In what seems like a strangely timed holiday miracle, mainstream media prepare for a real Christmas surprise: a GOP victory that they never saw coming. As judges are tossing out indictments like candy canes, the jubilant fans of Trump are now ready to deck the halls with sarcasm and confusion about the leftist donkeys who are still trying to figure out what went wrong. Let’s face it, if there was any accountability coming from this administration, it must have gotten lost in the piles of votes and missed signatures because it sure is in the mail somewhere—probably no proper postage on it!
First up on this bizarre episode of “Things That Make You Go Hmm,” we have Fani Willis, the Georgia prosecutor who gathered enough courage to throw a trump card against Trump for calling election officials about a recount. What’s next? Distributing “participation trophies” for those mail-in ballots that mysteriously featured more signature discrepancies than a high school yearbook? How dare Donald Trump ask for some transparency, right? I mean, we all know that in an ideal world, you just have to take the election results at face value, preferably while sipping a venti soy latte and discussing how to dismantle capitalism with your barista.

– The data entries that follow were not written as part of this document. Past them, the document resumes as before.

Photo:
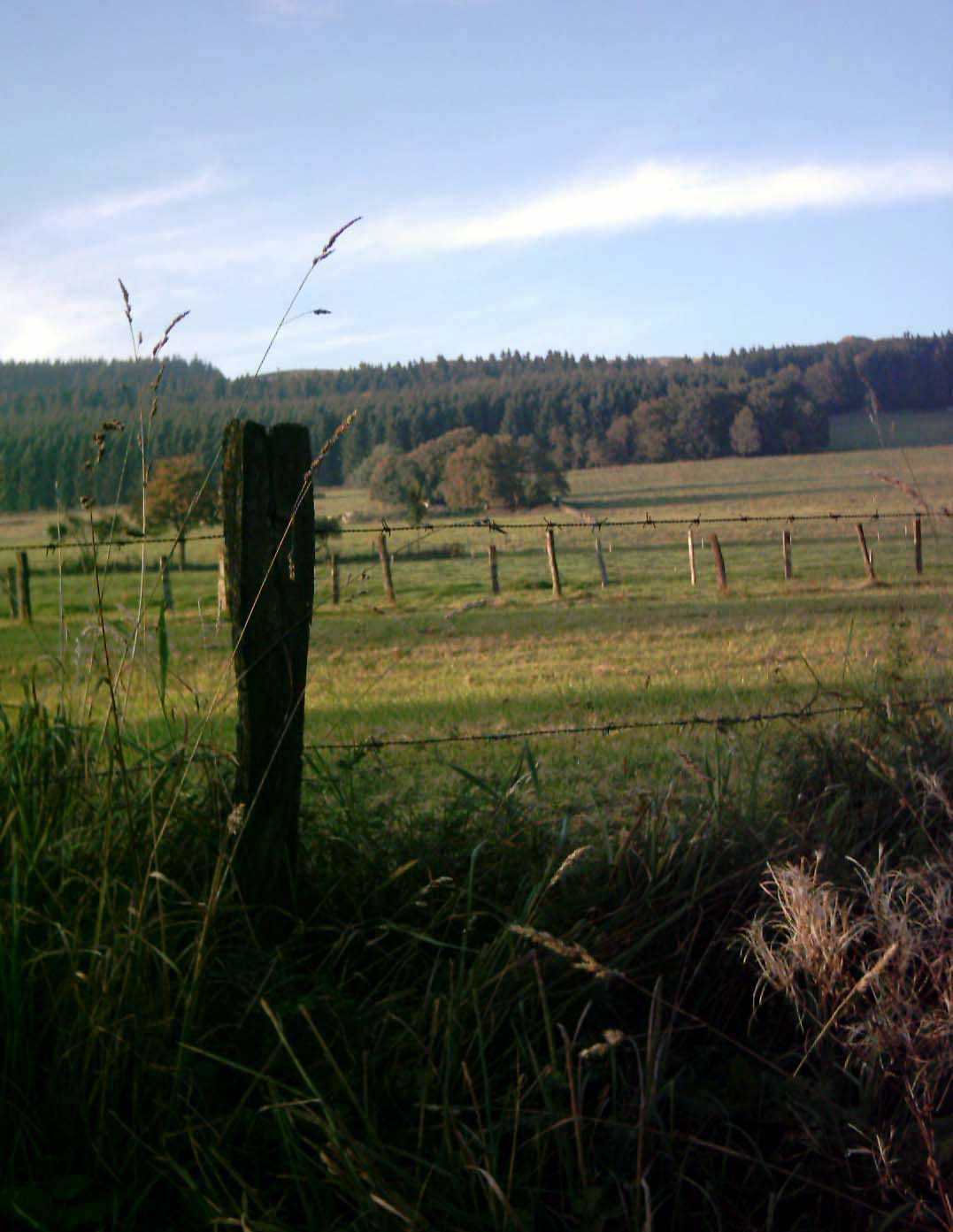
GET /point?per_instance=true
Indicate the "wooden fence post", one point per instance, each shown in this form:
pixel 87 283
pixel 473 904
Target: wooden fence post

Things get even more interesting when Michael “Ray Epps” comes into play. This man’s defamation lawsuit against Fox News was dismissed faster than anyone could say “Not the best idea.” Epps has become the poster child for suspicion—one moment he’s whispering sweet nothings to some hapless protestor, and the next, boom! We’ve hit Capitol Hill. That’s not “peaceful protesting,” that’s a Picasso painting of chaos! But the Democrats, bless their hearts, are still trying to cosplay as detectives while tripping over their own alibis.
And how about Joe Rogan? He allegedly hopped onto the MAGA train at the last minute. What a scandal! Apparently, since he dared to mention Donald Trump on his podcast, it flung him onto the right faster than a cat on a hot tin roof. It’s like watching someone catch a whiff of BBQ: you can smell it, but your dismay over the choice is palpable. Leftist circles are acting like Rogan just enrolled in the Trump Academy for Political Science, when in reality, he just adjusted his audience-scope to give them what they craved—a little honesty without the liberal fuzziness.
Meanwhile, Kamala Harris’s campaign running wildly around like a chicken with its head cut off deserves an award for “Most Delusional Performance.” Staffers whined about the liberal media not covering for her enough. No kidding! When you’re too scared to go on a podcast without demanding editorial control, that’s not the media’s fault—it’s the sound of a party completely lost in the woods, clutching a roadmap from 1995. They could ask a friendly news anchor about why they’re dodging tough questions, but one might prematurely reach for popcorn at their next sad press conference.
If the Clintons didn’t have enough drama in their lives, Bill has decided to start pandering with a new memoir. Can we get a collective eye-roll here? The guy couldn’t even catch a wink of sleep for two whole years after Hillary’s loss. With that kind of emotional turbulence, one can only hope HRC’s next book won’t involve her ill-fated campaign slogan, “Stronger Together,” but rather something along the lines of, “How I Gave America a Midlife Crisis.”
So, as the holidays approach and the left grapples with its existential dread, we can sit back, relax, and marvel at the circus. Who could have imagined the GOP coming out swinging, wrapping up 2023 with a bow when it was meant to be the Democrats’ year? This holiday season, while the left is busy hunting for the last shred of credibility, the right is busy warming up for a MAGA Christmas. And who knows? Maybe the next big ticket item will be the unwitting memoir of Kamala Harris: “What Happened?” I hear terrible mistakes make the best reads!